Art and political engagement

Having engaged in theatre for many years, I have always found it ‘natural’ to link art and politics, especially art and political engagement. For this reason, my research has focused on these subjects and their intersections. My PhD thesis investigated the way artists in Moldova and Transnistria express their political engagement through their art. Through a focus on different types of artistic forms (theatre, music, performance, film), I demonstrated that art and its distinct mode of knowledge production can be an important vehicle for citizens to actively participate in current political debates. In this same research, I have also questioned the term “political engagement” and have exhorted researchers and practitioners to look at alternative ways of engagement, according to the contexts in which they take place. Contextualising the definition of political engagement means to broaden it without excluding the perspective of those who contribute in visualising and implementing social change. Applied to different contexts, the concept can assume a variety of meanings and can even sometimes be rejected by those who refuse to be associated with it. For example, in countries such as Moldova, some artists might feel uncomfortable with being defined as politically engaged. The reasons for this uneasiness can be found in the country’s past history, during which being politically engaged often translated into some kind of affiliation with the state-apparatus. Furthermore, some artists may avoid the label “politically engaged” to defend their work’s aesthetic value, as they believe that most political artworks do not evoke aesthetic pleasure in audiences.
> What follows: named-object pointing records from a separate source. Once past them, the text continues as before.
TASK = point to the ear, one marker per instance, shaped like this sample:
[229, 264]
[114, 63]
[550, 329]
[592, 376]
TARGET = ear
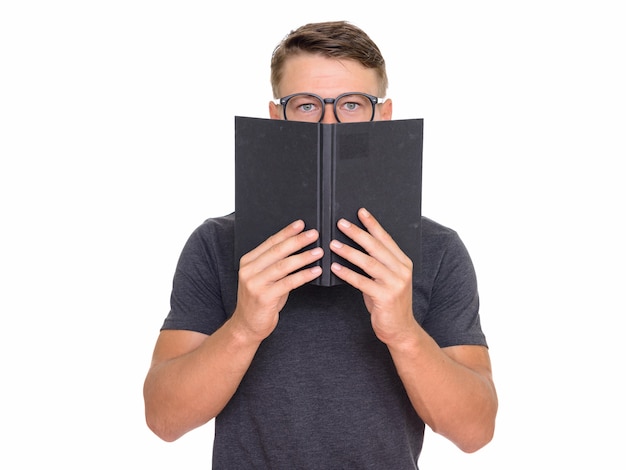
[385, 110]
[275, 111]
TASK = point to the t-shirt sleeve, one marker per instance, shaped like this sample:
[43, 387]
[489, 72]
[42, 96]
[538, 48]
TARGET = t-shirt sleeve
[196, 300]
[453, 316]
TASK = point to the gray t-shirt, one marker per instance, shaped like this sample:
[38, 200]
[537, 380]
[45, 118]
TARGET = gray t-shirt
[322, 391]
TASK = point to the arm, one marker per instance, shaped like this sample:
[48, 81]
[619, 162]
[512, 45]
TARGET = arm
[193, 376]
[451, 389]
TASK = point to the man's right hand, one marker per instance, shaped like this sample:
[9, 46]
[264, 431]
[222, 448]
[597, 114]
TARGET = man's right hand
[268, 273]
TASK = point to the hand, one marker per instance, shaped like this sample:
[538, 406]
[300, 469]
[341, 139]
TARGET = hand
[388, 292]
[269, 272]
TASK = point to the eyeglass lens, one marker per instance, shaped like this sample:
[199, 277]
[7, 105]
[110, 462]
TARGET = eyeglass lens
[348, 108]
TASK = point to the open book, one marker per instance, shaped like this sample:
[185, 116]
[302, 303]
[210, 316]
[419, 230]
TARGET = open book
[287, 170]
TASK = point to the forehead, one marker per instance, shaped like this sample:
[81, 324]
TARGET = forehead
[325, 76]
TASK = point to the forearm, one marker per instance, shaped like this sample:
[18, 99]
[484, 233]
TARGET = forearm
[191, 389]
[456, 400]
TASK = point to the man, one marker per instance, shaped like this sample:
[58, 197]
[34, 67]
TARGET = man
[300, 376]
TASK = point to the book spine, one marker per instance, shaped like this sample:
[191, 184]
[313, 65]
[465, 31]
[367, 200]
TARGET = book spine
[326, 200]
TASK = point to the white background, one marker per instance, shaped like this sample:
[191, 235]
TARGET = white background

Another important issue discussed during the roundtable concerned the need to take into account the fact that not all art is suited to serve as a political tool. Some art forms can be considered more ‘accessible’ in terms of political engagement. Music, for example, is easier to circulate and the messages it carries can be spread around faster and more efficiently. With other art forms, such as theatre, on the other hand, it could be challenging to reach audiences. In Moldova, for example, most theatres are located in the capital Chisinau, thus those living in remote areas have less access to them. Hence the necessity to contextualise and recognise local artistic practices as those that matter most in political engagement.


Art and peacebuilding

The discussion we had during the roundtable underlined the importance of considering peace and conflict as entangled elements which work in complex ways. Because of this complexity, it is important to embrace the ‘messiness’ and incompleteness derived through their interaction. The question we tried to answer was “what kind of opportunities emerge when we let creativity work?”. In my work, I have explored how art can offer alternative visions of peace in post-conflict societies. These societies are often portrayed by certain media as stuck into intractable conflicts, where limited opportunities for dialogue or peace can emerge. This seems to be a reductive perspective which does not take into account the variety of voices participating in the construction of everyday peace. Artists are part of these voices. Through their contribution of aesthetic knowledge, they can demonstrate the intricacy of peace and conflict narratives. It is the case for example of photographers working in post-conflict zones, immortalising life in the aftermath of a conflict. In doing so, they challenge epistemic violence and open ways to new thinking, overcoming conflict’s binary divisions and facilitating peace processes. Looking at these ‘unconventional’ ways to approach peacebuilding can help us to better understand the influence that art can have in the aftermath of violence and to recognise the role that artists play in healing divided communities.